Issue 383 December 15, 2017

Alastair McClymont, who wrote our frontpage story in this issue dispels the myth that the Labour Party is against immigration and that it erect barricades to stop international students and migrant workers from seeking to become permanent residents and eventually citizens.

Mr McClymont is an experienced immigration lawyer, who for the most part does pro bono work (there are others who make money for his firm) for hapless victims of the unscrupulous employers (a majority of whom are allegedly of Indian origin) and what he describes ‘heartless bureaucrats.’

Streamline, not curtail

His point is simple: Labour wants to streamline immigration, not curtail it – hardly a contestable point. A hundred workers exploited and left to subsist in an otherwise rich country is inexcusable transgression indeed.

We hope that the Labour government will have in place a sound and just immigration regime that behoves the character and culture of New Zealand as a compassionate Nation with progressive policies.

Defending Immigration

Looking around the developed world, most governments are in favour of immigration, despite equally vociferous defenders, who often fight on nativist turf, citing data to respond to claims about migrants’ damaging effects on wages or public services.
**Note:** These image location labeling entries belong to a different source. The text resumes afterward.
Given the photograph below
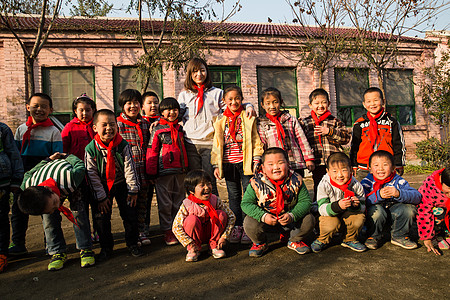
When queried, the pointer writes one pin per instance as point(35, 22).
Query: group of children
point(98, 157)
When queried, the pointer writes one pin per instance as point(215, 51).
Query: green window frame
point(65, 84)
point(285, 80)
point(125, 77)
point(225, 76)
point(399, 89)
point(350, 84)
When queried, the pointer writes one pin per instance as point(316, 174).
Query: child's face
point(233, 100)
point(275, 166)
point(373, 103)
point(39, 109)
point(170, 114)
point(150, 106)
point(106, 127)
point(199, 76)
point(319, 105)
point(271, 105)
point(203, 190)
point(53, 203)
point(381, 167)
point(132, 109)
point(339, 172)
point(84, 112)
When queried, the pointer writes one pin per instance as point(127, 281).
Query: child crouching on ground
point(389, 194)
point(277, 200)
point(340, 198)
point(202, 217)
point(433, 219)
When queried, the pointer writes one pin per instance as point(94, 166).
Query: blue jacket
point(408, 194)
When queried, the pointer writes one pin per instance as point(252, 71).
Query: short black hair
point(33, 200)
point(83, 99)
point(43, 96)
point(338, 157)
point(274, 150)
point(103, 112)
point(382, 153)
point(129, 95)
point(318, 92)
point(373, 90)
point(168, 103)
point(193, 178)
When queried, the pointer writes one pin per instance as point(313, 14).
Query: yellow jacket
point(251, 145)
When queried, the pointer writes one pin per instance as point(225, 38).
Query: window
point(126, 78)
point(350, 85)
point(399, 89)
point(223, 77)
point(283, 79)
point(66, 84)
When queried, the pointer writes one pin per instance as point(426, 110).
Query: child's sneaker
point(236, 234)
point(245, 240)
point(404, 242)
point(57, 262)
point(218, 253)
point(299, 247)
point(355, 246)
point(87, 258)
point(3, 262)
point(371, 243)
point(258, 250)
point(317, 246)
point(143, 239)
point(170, 238)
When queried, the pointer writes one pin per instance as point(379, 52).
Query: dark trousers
point(236, 183)
point(127, 213)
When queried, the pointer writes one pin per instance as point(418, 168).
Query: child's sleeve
point(178, 229)
point(250, 206)
point(231, 218)
point(303, 205)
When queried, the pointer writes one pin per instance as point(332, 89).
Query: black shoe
point(136, 251)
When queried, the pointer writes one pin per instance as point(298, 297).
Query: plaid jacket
point(296, 145)
point(332, 142)
point(130, 134)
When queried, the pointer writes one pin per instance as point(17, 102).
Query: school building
point(98, 57)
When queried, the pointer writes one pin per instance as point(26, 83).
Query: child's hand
point(285, 219)
point(345, 203)
point(430, 247)
point(131, 200)
point(104, 207)
point(321, 130)
point(270, 220)
point(217, 173)
point(310, 165)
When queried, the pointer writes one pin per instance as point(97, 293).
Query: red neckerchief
point(279, 192)
point(373, 128)
point(173, 130)
point(438, 183)
point(88, 127)
point(317, 121)
point(276, 120)
point(110, 162)
point(137, 125)
point(201, 91)
point(27, 135)
point(51, 183)
point(233, 117)
point(209, 208)
point(344, 187)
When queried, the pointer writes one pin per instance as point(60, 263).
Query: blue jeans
point(236, 183)
point(400, 214)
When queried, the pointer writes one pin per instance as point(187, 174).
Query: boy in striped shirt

Those data are indeed on migrants’ side.

Though some research suggests that native workers with skill levels similar to those of arriving migrants take a hit to their wages because of increased migration, most analyses find that they are not harmed, and that many eventually earn more as competition nudges them to specialise in more demanding occupations.

Self-interest Strategy

Appeal to self-interest is a more effective strategy. In countries with acute demographic challenges, migration is a solution to the challenges posed by ageing: immigrants’ tax payments help fund native pensions; they can help ease a shortage of care workers. In New Zealand for instance, people worry that foreigners compete with New Zealanders for the care of the Public Health Service, but pay less attention to the migrants helping to staff the system.

New Zealanders enjoy other benefits, too. As migrants prosper and have children, they become better able to contribute to Science, the Arts and entrepreneurial activity.

This is the Steve Jobs case for immigration: the child of a Muslim man from Syria might create a world-changing company in his new home.

As the Economist would say, Europeans are not more deserving of high incomes than Chinese or Indians. And the discomfort some feel at the strange dress or speech of a passerby does not remotely justify trillions in economic losses foisted on the world’s poorest people.

No one should be timid about saying so, loud and clear.